Christopher Nolan est un cinéaste ambitieux. Il aborde des sujets complexes tels que le voyage dans le temps, l’existentialisme et la métaphysique, en y ajoutant des décors spectaculaires et des effets spéciaux. Il opte exclusivement pour une narration complexe et non linéaire, qu’il s’agisse d’un film sur Batman, la Seconde Guerre mondiale ou l’amnésie.
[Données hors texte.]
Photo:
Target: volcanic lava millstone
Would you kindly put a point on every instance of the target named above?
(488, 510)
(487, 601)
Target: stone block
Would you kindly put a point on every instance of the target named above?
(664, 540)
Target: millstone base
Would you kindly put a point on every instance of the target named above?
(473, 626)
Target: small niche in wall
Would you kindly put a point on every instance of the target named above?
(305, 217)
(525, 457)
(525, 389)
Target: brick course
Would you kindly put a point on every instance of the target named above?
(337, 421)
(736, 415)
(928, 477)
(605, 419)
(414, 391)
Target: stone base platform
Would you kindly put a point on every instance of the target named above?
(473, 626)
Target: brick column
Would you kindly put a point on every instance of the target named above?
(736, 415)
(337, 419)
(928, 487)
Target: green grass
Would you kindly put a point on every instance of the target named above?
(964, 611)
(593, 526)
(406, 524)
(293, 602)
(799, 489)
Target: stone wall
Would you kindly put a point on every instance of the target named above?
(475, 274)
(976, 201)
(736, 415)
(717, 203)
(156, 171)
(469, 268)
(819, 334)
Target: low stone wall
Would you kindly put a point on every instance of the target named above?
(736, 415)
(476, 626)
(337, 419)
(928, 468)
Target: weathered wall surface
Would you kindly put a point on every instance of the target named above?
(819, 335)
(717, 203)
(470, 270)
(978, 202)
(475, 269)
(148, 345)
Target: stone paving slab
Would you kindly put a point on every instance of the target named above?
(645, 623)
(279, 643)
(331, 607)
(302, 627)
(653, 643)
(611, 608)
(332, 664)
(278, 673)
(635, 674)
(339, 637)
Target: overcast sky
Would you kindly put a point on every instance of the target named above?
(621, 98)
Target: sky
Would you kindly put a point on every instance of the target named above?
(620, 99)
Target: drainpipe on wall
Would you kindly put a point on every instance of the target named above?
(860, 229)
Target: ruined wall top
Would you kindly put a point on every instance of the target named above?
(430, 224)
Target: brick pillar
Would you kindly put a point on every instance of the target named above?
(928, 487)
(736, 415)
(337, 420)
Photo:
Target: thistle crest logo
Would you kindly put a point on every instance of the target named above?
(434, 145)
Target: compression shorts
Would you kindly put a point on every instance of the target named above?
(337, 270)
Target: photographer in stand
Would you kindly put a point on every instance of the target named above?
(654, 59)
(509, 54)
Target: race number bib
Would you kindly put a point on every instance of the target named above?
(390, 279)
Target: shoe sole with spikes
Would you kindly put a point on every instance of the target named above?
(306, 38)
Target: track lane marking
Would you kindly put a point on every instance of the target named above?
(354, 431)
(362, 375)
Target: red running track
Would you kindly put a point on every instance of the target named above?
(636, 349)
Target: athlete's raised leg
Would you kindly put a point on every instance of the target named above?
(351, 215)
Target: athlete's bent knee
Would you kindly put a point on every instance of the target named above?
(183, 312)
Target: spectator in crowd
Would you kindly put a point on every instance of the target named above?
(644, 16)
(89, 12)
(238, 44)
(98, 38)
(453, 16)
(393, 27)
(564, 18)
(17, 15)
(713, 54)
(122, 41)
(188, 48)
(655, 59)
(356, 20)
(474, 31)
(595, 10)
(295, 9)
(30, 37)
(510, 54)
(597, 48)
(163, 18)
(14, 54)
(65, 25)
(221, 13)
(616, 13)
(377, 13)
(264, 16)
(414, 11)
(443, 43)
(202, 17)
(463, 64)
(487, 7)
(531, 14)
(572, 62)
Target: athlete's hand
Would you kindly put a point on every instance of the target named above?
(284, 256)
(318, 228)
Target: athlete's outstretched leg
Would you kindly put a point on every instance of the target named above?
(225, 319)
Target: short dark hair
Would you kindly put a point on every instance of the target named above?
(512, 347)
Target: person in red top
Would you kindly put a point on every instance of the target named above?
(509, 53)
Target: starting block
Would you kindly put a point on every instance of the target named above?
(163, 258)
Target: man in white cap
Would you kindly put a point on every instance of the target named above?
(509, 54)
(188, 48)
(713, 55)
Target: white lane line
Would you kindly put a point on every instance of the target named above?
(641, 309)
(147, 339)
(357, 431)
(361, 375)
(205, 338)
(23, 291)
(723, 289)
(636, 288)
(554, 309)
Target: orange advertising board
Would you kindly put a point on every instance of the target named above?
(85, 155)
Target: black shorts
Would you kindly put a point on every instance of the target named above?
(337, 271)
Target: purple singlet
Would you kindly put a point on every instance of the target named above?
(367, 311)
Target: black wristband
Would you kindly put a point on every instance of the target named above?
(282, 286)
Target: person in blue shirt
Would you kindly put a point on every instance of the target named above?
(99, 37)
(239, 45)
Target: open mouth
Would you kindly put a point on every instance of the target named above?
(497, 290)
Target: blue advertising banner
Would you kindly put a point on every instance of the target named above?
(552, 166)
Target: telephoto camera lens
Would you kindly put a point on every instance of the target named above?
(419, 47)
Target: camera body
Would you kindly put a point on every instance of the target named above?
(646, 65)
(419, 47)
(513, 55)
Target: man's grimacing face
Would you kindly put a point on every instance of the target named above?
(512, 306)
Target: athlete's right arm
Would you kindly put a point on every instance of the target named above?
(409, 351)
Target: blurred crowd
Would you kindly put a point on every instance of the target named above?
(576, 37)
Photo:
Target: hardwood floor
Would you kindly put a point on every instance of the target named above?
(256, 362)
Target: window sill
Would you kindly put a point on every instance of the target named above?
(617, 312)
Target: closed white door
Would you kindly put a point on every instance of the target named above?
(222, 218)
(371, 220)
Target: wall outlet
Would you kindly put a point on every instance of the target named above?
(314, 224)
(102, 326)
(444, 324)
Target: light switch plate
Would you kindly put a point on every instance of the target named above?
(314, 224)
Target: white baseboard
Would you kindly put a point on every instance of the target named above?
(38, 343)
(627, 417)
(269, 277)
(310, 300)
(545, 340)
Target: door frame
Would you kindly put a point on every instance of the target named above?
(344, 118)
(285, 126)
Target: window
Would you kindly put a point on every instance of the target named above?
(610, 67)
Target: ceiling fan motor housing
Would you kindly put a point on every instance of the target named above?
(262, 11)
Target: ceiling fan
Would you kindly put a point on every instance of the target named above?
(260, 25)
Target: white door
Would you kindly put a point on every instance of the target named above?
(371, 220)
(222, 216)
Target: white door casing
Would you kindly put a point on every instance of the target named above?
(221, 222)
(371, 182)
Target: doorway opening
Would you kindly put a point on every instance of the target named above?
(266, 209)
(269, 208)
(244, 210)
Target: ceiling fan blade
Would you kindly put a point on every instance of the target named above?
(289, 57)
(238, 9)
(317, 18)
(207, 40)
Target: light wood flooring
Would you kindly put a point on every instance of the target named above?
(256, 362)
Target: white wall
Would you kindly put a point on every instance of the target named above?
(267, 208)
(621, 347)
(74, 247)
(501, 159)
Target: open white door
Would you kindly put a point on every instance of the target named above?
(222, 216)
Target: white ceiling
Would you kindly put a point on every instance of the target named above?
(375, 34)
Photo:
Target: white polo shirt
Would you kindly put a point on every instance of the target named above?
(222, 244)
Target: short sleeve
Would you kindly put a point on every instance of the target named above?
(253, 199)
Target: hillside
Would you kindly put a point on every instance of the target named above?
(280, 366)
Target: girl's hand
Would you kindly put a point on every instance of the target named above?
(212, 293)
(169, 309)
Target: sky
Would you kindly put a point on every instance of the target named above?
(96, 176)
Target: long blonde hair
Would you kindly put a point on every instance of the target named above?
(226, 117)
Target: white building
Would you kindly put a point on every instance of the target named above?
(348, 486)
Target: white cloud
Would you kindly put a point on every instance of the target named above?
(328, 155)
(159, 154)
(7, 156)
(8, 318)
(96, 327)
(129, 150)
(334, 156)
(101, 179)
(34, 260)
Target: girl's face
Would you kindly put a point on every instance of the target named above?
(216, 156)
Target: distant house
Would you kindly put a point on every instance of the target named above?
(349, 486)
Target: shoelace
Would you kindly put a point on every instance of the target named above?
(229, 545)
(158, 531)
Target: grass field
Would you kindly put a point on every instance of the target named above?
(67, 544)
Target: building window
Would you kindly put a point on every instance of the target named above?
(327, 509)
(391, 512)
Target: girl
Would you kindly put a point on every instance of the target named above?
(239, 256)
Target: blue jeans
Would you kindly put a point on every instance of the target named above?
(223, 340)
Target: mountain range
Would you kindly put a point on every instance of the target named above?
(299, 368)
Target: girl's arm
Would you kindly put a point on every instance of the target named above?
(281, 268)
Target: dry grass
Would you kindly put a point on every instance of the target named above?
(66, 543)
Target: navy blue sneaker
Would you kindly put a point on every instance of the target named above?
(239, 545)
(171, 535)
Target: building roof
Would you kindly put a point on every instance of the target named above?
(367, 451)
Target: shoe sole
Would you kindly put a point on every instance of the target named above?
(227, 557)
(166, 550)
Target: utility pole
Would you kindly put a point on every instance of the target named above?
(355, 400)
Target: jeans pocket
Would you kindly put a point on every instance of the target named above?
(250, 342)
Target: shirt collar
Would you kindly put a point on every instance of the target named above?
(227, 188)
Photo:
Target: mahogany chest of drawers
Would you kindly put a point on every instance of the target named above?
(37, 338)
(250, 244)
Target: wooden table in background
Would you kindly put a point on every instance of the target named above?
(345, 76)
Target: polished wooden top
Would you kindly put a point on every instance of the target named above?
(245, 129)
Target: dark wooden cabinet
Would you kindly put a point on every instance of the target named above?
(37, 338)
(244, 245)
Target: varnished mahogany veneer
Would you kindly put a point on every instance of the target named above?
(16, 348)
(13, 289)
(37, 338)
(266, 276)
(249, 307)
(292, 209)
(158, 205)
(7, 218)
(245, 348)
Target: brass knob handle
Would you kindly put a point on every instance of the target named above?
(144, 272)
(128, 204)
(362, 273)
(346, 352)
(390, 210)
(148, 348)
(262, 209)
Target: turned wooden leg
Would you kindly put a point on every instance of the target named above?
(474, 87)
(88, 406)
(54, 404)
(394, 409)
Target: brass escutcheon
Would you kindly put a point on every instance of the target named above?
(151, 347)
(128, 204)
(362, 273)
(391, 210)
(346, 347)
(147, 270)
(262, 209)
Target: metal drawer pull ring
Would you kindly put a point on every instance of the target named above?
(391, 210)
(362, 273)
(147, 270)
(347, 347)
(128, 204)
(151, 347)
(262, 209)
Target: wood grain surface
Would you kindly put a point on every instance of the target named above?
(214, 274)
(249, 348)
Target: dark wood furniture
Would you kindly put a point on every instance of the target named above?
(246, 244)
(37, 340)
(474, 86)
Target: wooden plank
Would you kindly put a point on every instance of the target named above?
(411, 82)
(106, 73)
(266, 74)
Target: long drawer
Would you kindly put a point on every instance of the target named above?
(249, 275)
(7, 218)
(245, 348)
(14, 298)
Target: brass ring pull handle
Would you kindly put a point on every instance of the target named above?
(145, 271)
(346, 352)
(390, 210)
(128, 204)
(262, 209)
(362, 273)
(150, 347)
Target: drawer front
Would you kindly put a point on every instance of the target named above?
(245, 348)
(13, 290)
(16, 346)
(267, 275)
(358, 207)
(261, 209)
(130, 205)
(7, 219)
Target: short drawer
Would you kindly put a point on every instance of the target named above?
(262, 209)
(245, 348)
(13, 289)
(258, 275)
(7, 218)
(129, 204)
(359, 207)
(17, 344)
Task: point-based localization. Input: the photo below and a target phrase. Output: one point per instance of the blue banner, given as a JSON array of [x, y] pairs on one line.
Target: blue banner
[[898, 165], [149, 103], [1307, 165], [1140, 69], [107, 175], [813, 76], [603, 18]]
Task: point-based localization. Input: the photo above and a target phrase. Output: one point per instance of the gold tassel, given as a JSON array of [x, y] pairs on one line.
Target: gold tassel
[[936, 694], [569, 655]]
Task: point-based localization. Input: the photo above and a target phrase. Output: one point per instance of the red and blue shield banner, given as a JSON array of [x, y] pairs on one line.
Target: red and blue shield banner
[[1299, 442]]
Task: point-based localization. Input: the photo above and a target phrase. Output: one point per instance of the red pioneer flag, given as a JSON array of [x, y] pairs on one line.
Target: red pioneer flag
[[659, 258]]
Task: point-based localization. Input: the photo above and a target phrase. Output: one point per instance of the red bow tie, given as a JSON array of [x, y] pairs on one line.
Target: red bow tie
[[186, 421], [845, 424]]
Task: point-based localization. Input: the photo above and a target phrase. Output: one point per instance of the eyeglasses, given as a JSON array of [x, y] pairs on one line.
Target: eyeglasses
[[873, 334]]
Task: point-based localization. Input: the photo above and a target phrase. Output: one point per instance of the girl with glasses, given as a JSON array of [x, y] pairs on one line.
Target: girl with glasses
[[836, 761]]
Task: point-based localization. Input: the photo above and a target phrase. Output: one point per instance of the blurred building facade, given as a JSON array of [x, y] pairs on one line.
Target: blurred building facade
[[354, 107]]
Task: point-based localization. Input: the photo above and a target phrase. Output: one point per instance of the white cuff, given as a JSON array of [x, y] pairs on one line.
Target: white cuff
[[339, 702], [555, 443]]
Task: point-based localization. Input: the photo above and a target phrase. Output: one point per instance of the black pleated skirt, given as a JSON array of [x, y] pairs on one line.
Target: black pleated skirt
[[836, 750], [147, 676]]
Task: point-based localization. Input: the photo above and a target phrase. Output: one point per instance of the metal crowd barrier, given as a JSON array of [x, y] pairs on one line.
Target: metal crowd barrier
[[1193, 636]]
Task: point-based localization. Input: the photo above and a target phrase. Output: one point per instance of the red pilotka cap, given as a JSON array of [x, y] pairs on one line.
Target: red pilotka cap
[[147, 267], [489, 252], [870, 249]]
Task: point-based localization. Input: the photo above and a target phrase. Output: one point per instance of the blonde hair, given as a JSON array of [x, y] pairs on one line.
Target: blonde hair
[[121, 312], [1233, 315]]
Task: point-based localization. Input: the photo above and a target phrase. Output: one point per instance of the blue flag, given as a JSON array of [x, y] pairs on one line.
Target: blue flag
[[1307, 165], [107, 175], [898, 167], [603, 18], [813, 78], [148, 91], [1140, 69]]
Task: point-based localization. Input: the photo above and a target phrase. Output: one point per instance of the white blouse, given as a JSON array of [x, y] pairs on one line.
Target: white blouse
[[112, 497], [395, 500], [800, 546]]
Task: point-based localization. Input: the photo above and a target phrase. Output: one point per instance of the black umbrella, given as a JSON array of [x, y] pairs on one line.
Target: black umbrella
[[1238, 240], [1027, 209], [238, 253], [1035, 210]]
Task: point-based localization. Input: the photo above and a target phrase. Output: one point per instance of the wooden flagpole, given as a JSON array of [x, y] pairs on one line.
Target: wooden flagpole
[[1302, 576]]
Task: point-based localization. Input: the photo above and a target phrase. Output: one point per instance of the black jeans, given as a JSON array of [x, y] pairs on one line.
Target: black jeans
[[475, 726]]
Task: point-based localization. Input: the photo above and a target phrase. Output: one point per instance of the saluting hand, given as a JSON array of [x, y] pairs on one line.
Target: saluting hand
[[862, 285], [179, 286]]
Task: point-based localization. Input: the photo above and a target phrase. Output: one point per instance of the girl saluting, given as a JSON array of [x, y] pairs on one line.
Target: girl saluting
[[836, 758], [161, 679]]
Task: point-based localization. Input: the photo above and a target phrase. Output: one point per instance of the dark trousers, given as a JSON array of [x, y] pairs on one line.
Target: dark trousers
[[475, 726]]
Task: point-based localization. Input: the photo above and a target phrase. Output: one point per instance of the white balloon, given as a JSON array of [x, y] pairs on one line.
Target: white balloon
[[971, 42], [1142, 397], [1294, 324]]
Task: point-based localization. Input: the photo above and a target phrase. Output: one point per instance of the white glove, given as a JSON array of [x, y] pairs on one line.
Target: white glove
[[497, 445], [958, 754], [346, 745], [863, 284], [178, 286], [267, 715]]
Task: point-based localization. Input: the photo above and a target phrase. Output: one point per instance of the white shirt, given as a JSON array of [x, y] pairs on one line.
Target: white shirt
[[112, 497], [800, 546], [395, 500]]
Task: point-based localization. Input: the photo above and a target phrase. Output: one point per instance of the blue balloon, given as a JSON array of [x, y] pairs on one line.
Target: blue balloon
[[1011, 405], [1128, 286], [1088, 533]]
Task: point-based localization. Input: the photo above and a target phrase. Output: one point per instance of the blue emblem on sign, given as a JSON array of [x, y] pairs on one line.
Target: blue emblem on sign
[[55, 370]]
« Oppenheimer » est avant tout un portrait personnel, ce qui est rare. Mais avec la question éthique centrale de la responsabilité de la communauté scientifique face à ses découvertes. Quelles sont les pensées et les sentiments qui traversent l’esprit de celui qui a créé la bombe atomique ? Celle qui a coûté la vie à 200 000 Japonais en quelques jours en 1945. Se réjouit-il de sa percée scientifique ou craint-il pour l’avenir ?

La réponse semble être les deux : dans l’interprétation austère du physicien théorique par Cillian Murphy, il y a à la fois un désir brûlant de défier les limites de la physique et une préoccupation pour la myopie de l’humanité. Les parallèles évidents avec les innovations technologiques contemporaines, telles que l’IA, confèrent au film à la fois une pertinence et un aspect de thriller à la Nolan.

Mais Oppenheimer était pas seul, de nombreuses personnes travaillaient sur la bombe. Dont plusieurs femmes. Mais on ne les voit pas ici. Une femme scientifique apparaît brièvement, mais seuls deux rôles féminins sont visibles. Jean Tatlock (Florence Pugh), la petite amie déficiente intellectuelle, est présentée comme une relation essentiellement charnelle. Son épouse Kitty (Emily Blunt) était biologiste et avait des responsabilités en matière de santé au centre de recherche. Cela n’est pas précisé. Elle est devenue dépressive mais n’est ici qu’une femme au foyer alcoolique et aigrie.

Oppenheimer devra rendre des comptes. Les sympathies communistes et le désir déclaré de partager les progrès scientifiques au-delà des frontières nationales ont été présentés comme la preuve d’un manque de patriotisme, l’infidélité comme la preuve d’un comportement peu scrupuleux.

Mais les théories politiquesla morale sexuelle et l’échange d’idées sont des choses abstraites – du moins jusqu’à ce qu’elles soient mises en pratique – ce qui reflète la nature de la physique quantique et le dilemme d’Oppenheimer. Calculer une bombe dans un espace théorique est différent de la fabriquer – et de l’utiliser.